Boothe turned towards him and smiled. “You ready for this, Mr. Roberts?”
Can anyone be? Roberts thought, but what he said was, “Yes, ma’am.”
Boothe nodded, her grin reduced to a smirk, and tapped her holoscreen open again.
“What’s that you’re looking at?” Conrad asked Boothe. He looked pasty, beads of sweat erupting across his forehead.
“My “Welcome to the Union” speech,” Boothe replied, her eyes not moving from the text. “I’ve been writing it for eighteen months. You’d think I’d know it by heart, but…”
“That’s optimistic,” Conrad said. Boothe shot him a look and he hastily added, “ma’am.”
Boothe turned her gaze towards Roberts. “Do you agree with that assessment, Commander?”
Roberts wanted to say no, but he couldn’t. The conflict must have played out across his face because Conrad snorted in delight. “See? Even the kid’s worried.”
“Not worried,” Roberts blurted, more forcefully than he intended. Off Conrad’s suddenly withering stare, he offered a hurried, “sir.”
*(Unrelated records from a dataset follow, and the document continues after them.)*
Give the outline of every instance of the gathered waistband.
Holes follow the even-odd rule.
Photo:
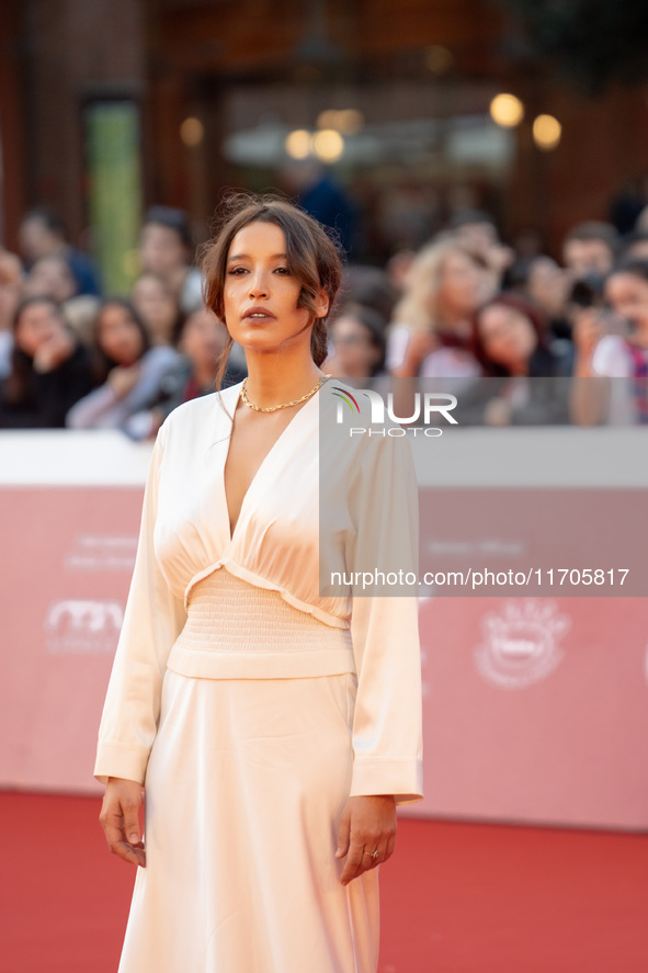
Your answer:
[[[327,625],[220,567],[192,589],[168,667],[203,678],[299,678],[354,672],[349,629]]]

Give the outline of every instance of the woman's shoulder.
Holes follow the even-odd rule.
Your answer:
[[[205,430],[212,434],[223,422],[231,422],[241,385],[242,382],[238,382],[219,392],[209,392],[181,403],[164,419],[161,427],[164,434],[183,433],[190,429]]]

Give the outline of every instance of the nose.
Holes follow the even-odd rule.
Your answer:
[[[250,297],[268,297],[270,285],[265,272],[260,268],[250,275]]]

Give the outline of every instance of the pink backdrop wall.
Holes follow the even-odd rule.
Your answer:
[[[0,787],[102,790],[96,729],[141,496],[0,484]],[[423,601],[427,796],[403,813],[646,828],[647,604]]]

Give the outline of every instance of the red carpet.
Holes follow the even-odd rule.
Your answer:
[[[0,973],[115,973],[134,872],[99,807],[0,792]],[[380,973],[648,971],[645,836],[401,818],[382,893]]]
Boothe, however, just pursed her lips and asked, “If not worried, then what?”
Roberts stiffened. What could he say? That there were too many variables? That this was unlike any other first contact that the Terran Star Force had conducted in the dozen years since the Motinai War had ended? That the planet around which they had orbited for eighteen months—to say nothing of its inhabitants—was not only a wonder, but was by all logic impossible? None of it seemed adequate.
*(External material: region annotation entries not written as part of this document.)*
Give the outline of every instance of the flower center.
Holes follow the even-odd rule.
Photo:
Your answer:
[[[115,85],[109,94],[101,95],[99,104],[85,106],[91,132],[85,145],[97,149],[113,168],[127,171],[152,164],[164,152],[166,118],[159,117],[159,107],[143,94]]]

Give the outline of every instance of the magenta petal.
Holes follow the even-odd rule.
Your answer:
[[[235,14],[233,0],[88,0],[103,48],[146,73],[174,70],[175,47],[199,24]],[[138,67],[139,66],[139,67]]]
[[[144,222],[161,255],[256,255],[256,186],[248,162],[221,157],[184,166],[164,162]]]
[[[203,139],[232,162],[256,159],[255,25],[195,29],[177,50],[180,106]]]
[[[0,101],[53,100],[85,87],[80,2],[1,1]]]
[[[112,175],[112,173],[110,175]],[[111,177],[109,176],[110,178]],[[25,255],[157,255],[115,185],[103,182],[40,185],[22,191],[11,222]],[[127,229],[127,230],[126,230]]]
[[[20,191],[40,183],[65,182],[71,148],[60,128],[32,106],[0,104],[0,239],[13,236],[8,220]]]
“Commander?” Boothe pressed.
“I…” Roberts cleared his throat. “The last time I was part of a plan with this many unknowns, ma’am, things turned out badly.” A wave of anxiety washed over him, but he swallowed it back with practiced ease. “We should... we should be careful.”
Boothe nodded. “Quite right,” she said, her voice even.
Conrad, however, favored him with a hard stare.
“Don’t let that scar on your face do your thinking for you,” the XO said. There was no malice in his voice. “You’ve gone above and beyond studying these people. We trust your assessment. As for what we don’t know, well, we’ll figure that out as we go.”
Roberts met the Exec’s eyes, surprised. He nodded and offered up a quiet, “Thank you, sir.”
Conrad didn’t get a chance to answer. The comm channel hissed and the departure controller’s voice filled the cabin. “Hyperion actual, one-zero kilometers from bullseye, resume own navigation, and good luck.”
“Own navigation, good day,” the pilot replied crisply.
Roberts looked forward again. The starfield spun, and moments later the ship’s boat stabilized on a retrograde heading, its nose pointed opposite its direction of travel.
Readying for a deorbit burn, Roberts thought. His chest tightened. This is it.
“De-orbit in five, four...” No hint of emotion touched the pilot’s voice.
Roberts looked at his captain. Boothe had closed her speech and sat tall, posture ramrod straight, her eyes staring into nothing.
“... three, two…”
He glanced at Conrad. The exec’s hand
s gripped the metal bars of his seat, his eyes squeezed shut.
Fuel lines tapped and rattled as propellant fed into the boat’s thrusters, and the entire hull vibrated as the boat readied for its deorbit burn.
“... one.”
The main engines coughed, then exploded into life. The spaceframe groaned as if it were about to fly apart, and for a moment Roberts imagined that he felt a pressure towards the aft bulkhead.
“That’s loud,” Conrad said, to whom Roberts was not sure. “Damn, that’s loud.” Out of the corner of his eye, he spied a brief smile cross Boothe’s features, vanishing almost before it was there.
As the main engines fired, their velocity placed them on a ballistic path towards the planet’s surface. Roberts looked out of the cockpit windows, his heart pounding in his ears. High above, moving away from the boat's bow, he spotted Hyperion. Its silver and gray tritan hull gleamed in the deep dark as it continued its orbit, rapidly shrinking to a brilliant star far ahead.
The boat’s fuel lines rattled, and, just as suddenly as it had started, the thrust stopped. All that was left was the creaking of the spaceframe in microgravity and the wheezing of Conrad’s breath.
“Burn complete,” the pilot announced over the speaker. “We’re on our way.”